Remark: in the 2nd, stepwise procedure, instead or assigning the 3 fixed block effects as 3 random effects I also can create a REML model by taking up the 9 level block as one random effect, is this the right way?
Thanks for input! Frank
OK thanks for inputs. Pity that stewise can't handle random effects, would be great; backward analysis is cumbersome when many factors are involved. Is the AICc criterion not OK for judging the models; the first model has 17 significant effect R² = 0,98 but AICc is much higher than the 2nd lower #effect model with R² = 0,9 ?

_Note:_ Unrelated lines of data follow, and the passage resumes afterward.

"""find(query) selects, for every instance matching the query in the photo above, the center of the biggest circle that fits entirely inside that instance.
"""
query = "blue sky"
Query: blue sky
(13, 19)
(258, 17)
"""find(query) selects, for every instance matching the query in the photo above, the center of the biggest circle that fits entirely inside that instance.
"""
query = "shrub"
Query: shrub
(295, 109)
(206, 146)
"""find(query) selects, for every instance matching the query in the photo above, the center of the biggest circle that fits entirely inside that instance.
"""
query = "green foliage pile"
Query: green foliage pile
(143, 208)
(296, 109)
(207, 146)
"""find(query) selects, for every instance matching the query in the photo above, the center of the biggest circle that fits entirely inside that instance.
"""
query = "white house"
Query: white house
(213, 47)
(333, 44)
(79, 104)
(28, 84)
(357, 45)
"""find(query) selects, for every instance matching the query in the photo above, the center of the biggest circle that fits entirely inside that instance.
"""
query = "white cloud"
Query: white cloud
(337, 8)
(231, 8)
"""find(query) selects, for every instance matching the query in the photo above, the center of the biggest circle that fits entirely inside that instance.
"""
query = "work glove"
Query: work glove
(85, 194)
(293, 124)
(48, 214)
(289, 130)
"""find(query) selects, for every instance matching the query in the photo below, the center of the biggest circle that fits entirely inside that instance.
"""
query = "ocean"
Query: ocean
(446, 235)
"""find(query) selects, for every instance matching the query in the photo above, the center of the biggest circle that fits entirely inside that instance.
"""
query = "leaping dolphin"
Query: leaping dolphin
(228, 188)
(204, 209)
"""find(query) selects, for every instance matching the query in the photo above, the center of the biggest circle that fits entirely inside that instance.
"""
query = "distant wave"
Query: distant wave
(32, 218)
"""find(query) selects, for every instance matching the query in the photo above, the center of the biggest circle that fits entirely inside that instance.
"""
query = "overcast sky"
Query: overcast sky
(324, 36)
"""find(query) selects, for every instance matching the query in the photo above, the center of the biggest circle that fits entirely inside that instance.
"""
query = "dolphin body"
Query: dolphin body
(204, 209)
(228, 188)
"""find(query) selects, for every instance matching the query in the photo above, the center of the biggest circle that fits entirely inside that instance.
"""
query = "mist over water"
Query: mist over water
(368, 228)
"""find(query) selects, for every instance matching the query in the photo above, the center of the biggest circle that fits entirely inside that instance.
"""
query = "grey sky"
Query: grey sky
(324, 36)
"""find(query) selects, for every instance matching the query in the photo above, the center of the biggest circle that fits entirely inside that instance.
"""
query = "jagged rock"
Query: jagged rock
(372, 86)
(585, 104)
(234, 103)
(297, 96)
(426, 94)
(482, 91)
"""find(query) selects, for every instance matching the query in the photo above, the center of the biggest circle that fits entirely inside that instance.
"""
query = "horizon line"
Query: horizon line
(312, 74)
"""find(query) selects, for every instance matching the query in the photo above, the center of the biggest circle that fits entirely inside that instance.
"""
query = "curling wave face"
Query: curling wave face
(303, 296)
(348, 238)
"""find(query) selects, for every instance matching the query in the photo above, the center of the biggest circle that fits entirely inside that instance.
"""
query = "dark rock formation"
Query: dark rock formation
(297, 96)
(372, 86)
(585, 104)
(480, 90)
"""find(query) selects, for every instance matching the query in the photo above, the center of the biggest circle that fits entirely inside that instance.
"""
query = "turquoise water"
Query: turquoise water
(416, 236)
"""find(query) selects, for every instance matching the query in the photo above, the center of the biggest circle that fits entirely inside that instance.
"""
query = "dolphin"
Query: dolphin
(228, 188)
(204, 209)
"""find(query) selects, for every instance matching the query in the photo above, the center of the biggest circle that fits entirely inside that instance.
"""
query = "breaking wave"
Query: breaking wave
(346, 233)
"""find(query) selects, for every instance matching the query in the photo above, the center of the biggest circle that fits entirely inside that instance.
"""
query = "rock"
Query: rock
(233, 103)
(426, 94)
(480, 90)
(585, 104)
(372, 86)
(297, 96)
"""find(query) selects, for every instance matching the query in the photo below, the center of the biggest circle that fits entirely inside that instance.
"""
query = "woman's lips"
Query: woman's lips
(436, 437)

Thanks Cameron for this useful comment; I will have a look at this more or less forgotten DOE screening analysis platform. I agree that the fixed block approach consumes lot of degrees of freedom, on the other hand this will make sure that finally only strong effects will be screened out so I am happy with my lower but stonger effect R² = 0,9 model; I have tried the cumbersome standard least squares backward selection and sometimes it is hard to judge when to remove an effect or not; would you reject an interaction effect with p = 0,075? Using backward selection, nearly every time I find another model.. judgement of p is critical!! I prefer fixed effect/stepwise and indeed by creating the final model block must be transformed to a random effect. Regards, Frank
The screening platform is for two-level factors. It will model any factors with more than two levels (such as 9 blocks) as powers of fixed effects, up to the 8th power in this case, and not as random effects. You should not use the Screening platform in this case.
Also, this simple platform is for screening factors, not effects. It ignores your specified model to create contrasts based on the key principles of screening.